Today, however, I was coming out of the second hand CD shop in Shepherds Bush when my phone rang again.
'It's about this phone, Mr Rob,' the man said. 'We are not sure how far away you are.'
'Where are you now?' I asked.
'Shepherds Bush,' he said.
'So am I,' I said. 'I'll meet you outside Morrisons in five minutes. I'm wearing headphones and a green parkah.'
I'm not sure why I handed out the physical description. There was no one else but me waiting outside Morrisons. In retrospect I regret giving him the short notice as a few minutes later a rather breathless pair of Turkish men staggered round the corner and waved at me.
They were effusively thankful, which was nice. I was a little disappointed that no one suggested sexual favours by way of a reward, but c'est la vie.
The next time I find a phone on the train however, I'm handing it in to someone official and letting them deal with it.
This is my street. Even without the long infrared exposure it's a bit of a surreal area in itself, tucked away between Housing Estates and within two minutes walk of an Underground Station that no one has ever heard of.
Christie, West London's best known serial killer, lived just around the corner and frequented what was my local pub. I was barred once, for two days, for impuning the honour of the landlord's wife. Sadly, it was turned into a hideous theme bar in the Eighties, with decor so garish that no one dared enter. It was closed within weeks and then demolished. I think there might be a community centre there now. I've never thought of change as being a particularly good thing. In this case I am right.
Thursday, 4 November 2010
I think it might be interesting to post a photograph a day for the next month or so. I'm a surrealist at heart and firmly believe that surreal situations occur everywhere, but that only certain people can see them and make them visible to others.

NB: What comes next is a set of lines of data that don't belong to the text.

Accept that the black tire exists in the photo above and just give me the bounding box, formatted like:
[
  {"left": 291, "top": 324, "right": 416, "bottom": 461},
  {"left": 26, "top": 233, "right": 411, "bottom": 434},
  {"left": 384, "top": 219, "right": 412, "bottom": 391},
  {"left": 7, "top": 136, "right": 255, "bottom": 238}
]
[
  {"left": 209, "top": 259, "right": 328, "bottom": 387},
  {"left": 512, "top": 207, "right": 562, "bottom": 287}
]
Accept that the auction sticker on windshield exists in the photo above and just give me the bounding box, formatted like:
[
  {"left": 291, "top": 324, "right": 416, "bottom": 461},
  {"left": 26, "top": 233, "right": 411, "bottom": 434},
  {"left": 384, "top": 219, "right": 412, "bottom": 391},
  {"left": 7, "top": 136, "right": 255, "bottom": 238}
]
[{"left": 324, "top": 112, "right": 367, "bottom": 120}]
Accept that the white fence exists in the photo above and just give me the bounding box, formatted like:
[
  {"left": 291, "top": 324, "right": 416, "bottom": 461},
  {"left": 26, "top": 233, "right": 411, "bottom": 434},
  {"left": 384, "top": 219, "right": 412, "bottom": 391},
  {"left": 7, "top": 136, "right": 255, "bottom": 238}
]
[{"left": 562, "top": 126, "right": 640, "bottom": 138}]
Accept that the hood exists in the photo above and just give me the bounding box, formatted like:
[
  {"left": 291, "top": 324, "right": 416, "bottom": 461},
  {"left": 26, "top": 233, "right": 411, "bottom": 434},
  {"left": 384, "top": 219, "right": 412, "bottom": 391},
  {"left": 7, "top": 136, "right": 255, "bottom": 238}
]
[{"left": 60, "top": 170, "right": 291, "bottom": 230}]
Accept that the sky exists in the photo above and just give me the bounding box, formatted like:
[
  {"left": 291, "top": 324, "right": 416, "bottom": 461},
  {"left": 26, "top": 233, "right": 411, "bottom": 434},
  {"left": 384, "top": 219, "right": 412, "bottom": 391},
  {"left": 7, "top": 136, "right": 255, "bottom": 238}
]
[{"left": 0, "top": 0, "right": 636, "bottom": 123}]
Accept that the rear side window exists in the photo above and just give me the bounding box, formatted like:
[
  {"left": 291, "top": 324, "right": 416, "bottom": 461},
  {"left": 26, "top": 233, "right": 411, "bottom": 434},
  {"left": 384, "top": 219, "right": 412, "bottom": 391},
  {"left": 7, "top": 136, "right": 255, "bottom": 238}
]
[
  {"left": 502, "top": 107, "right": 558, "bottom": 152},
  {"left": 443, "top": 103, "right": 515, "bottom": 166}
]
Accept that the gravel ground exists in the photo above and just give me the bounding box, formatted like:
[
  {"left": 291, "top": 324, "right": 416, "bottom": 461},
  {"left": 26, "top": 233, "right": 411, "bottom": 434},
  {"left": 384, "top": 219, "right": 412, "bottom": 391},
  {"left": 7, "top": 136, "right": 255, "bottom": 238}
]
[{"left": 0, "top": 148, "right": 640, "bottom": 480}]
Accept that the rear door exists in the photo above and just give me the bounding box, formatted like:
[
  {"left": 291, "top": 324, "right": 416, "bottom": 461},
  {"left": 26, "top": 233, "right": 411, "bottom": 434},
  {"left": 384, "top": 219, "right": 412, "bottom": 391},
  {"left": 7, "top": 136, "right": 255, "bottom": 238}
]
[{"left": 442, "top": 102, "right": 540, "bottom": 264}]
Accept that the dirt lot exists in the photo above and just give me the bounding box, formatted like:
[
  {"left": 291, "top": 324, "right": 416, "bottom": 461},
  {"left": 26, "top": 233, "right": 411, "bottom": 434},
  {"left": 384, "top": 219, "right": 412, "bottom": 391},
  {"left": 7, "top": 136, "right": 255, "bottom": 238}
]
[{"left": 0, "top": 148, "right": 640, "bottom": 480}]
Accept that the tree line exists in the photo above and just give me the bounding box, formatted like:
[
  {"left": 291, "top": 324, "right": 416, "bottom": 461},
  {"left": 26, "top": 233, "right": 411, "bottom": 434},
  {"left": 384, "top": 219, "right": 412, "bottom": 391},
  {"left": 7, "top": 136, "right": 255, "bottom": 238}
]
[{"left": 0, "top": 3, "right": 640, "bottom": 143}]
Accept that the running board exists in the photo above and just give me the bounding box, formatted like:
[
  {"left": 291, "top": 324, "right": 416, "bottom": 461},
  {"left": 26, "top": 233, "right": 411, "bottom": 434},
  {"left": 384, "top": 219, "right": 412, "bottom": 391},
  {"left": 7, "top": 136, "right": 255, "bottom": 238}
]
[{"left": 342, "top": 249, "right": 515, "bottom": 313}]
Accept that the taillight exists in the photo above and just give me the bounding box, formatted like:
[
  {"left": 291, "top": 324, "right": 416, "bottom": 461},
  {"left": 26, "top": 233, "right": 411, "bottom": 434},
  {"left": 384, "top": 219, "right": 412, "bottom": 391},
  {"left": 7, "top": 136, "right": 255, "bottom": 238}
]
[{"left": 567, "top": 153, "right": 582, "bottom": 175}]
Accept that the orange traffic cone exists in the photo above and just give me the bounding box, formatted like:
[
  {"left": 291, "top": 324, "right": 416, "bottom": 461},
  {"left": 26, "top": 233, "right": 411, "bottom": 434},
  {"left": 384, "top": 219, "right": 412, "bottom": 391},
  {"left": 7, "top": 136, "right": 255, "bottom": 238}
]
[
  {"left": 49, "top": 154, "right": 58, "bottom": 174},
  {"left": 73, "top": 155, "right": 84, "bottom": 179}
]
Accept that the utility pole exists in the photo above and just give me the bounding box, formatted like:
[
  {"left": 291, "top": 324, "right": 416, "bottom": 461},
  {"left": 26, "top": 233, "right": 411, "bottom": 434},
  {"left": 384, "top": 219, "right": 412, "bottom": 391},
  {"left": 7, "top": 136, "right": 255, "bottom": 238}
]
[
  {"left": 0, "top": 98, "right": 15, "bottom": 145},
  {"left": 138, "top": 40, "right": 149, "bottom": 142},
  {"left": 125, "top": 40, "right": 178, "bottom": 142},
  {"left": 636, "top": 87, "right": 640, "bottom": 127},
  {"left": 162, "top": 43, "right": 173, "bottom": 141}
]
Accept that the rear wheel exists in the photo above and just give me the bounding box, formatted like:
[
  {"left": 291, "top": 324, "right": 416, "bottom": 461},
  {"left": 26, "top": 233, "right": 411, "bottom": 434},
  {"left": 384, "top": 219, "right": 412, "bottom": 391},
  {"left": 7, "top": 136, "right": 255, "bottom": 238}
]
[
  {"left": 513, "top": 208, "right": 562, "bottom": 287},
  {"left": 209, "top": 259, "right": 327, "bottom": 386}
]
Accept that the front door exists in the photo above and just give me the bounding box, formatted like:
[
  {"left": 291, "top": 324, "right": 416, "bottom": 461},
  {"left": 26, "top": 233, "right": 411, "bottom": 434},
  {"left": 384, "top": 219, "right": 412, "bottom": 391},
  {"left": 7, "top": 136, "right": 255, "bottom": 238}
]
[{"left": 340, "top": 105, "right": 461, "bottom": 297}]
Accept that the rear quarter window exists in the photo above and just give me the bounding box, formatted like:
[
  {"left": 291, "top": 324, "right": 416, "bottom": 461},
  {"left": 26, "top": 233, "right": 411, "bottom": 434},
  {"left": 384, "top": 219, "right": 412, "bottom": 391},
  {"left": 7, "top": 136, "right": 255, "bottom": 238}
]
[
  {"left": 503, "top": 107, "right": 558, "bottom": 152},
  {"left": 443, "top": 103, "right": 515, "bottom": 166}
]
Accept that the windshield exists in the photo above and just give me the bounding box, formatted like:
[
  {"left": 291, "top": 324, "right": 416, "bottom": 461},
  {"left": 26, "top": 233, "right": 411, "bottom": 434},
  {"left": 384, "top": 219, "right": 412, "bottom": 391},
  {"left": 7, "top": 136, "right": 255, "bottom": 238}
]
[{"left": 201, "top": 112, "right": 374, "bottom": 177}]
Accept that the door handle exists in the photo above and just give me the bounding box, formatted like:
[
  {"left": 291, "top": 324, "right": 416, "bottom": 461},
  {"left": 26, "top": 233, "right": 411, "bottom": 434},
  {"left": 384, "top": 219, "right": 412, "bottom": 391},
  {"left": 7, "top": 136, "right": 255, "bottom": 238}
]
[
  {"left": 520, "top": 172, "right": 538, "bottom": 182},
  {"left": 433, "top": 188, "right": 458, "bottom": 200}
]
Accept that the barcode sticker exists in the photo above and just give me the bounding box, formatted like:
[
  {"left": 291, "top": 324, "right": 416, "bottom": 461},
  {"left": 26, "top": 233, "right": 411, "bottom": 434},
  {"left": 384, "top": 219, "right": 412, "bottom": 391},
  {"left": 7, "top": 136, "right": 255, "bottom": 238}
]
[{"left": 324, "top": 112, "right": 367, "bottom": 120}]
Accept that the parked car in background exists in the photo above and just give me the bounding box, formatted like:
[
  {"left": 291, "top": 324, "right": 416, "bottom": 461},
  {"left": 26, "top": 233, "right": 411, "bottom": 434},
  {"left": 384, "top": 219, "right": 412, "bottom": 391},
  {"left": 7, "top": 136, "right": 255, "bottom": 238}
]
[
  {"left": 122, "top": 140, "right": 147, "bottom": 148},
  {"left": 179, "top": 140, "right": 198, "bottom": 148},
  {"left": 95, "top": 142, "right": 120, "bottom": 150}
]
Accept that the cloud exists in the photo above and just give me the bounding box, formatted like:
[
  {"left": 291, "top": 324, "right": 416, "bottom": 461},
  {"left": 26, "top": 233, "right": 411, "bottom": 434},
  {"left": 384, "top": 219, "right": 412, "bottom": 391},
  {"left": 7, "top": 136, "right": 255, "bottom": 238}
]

Whilst on the South Bank this summer I turned a corner and was confronted by this gentleman, in the act of assembling some form of costume. The lady emerged from around the corner just as I raised the camera, and adds somehow to the strangeness of the scene.
Wednesday, 3 November 2010
My experimental photography has taken a strange turn, as you can see. There's very little photoshop involvement, apart from a black and white conversion and some dodging and burning. It's all old-fashioned smoke and mirrors. Hopefully, I can post some more when I've developed the technique a bit further.